People interested in finding out more on the Dublin-based Iona
Institute’s claims for the exclusive treatment of heterosexual marriage, can listen to David Quinn’s talk.
http://www.catholicvoices.org.uk/monitor-blog/2011/11/academy-considers-common-good-case-against-same-sex-marriage
- click Media > Audio.
Iona Institute has an online report ‘Made for Children’ about their exclusive heterosexual marriage theme http://www.ionainstitute.eu
It’s full of selective quotes, almost all from USA books and
reports, about the relative benefits to children of conventional
marriages. Iona don’t look for any evidence of the problems for children in some
conventional marriages, nor evidence of how children thrive
in other family situations.
It’s remarkable that an Irish organisation hasn’t found or quoted a single piece of evidence from Ireland for heterosexual-only marriage.

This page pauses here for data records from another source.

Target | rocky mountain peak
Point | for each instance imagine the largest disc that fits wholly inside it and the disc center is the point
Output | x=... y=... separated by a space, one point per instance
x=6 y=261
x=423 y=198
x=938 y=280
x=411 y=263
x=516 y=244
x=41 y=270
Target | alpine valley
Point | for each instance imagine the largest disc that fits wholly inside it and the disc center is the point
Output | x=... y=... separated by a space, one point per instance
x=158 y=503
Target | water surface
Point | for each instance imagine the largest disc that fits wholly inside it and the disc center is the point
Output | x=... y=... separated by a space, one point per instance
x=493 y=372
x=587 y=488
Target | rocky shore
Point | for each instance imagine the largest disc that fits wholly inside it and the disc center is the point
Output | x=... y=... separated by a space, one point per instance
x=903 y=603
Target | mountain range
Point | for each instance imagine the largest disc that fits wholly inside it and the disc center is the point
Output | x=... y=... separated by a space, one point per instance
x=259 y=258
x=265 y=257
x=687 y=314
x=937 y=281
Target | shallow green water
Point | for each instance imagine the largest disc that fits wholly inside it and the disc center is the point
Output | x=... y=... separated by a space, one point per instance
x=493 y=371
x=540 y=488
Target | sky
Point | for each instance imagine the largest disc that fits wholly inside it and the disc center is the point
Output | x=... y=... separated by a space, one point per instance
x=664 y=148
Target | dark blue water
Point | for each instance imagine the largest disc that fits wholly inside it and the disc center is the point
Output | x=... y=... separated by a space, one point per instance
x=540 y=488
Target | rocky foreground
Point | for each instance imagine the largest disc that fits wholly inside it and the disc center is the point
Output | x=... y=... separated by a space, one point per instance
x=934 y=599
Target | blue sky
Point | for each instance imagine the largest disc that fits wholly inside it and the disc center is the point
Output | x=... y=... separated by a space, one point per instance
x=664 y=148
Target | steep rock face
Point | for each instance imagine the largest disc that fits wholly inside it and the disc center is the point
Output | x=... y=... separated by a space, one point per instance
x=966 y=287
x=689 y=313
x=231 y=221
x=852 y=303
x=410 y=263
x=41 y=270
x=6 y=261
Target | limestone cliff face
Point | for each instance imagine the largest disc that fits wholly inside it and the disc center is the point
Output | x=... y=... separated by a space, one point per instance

Thanks for the links, Chris. I confess I haven’t followed them yet - I have to steel myself to read what I expect to be flawed misrepresentations. The overwhelming consensus from academic research, and from childcare professionals, is that the orientation of the parents is not a factor in determining the quality of care.
But even if it were so, it adds not a scrap of relevance to arguments over gay marriage. Laws don’t create families - people do. The responsibility of the law is to protect the children, whatever the family composition they find themselves in. Protecting opposite sex marriage does not prevent children from living with non-biological parents after marital breakup, or from being born to single, teen mothers, or from parents who are drug addicts and unable to care for their young. Permitting gay marriage will not prevent these problems either - but it does offer some legal protections to those children who find themselves raised by same sex parents.
I second what Chris says, Terry: this is valuable and insightful analysis. And it’s much-needed, to point out what actually lurks inside these specious arguments that appeal to a common good that is actually assaulted by the discrimination the arguments are promoting.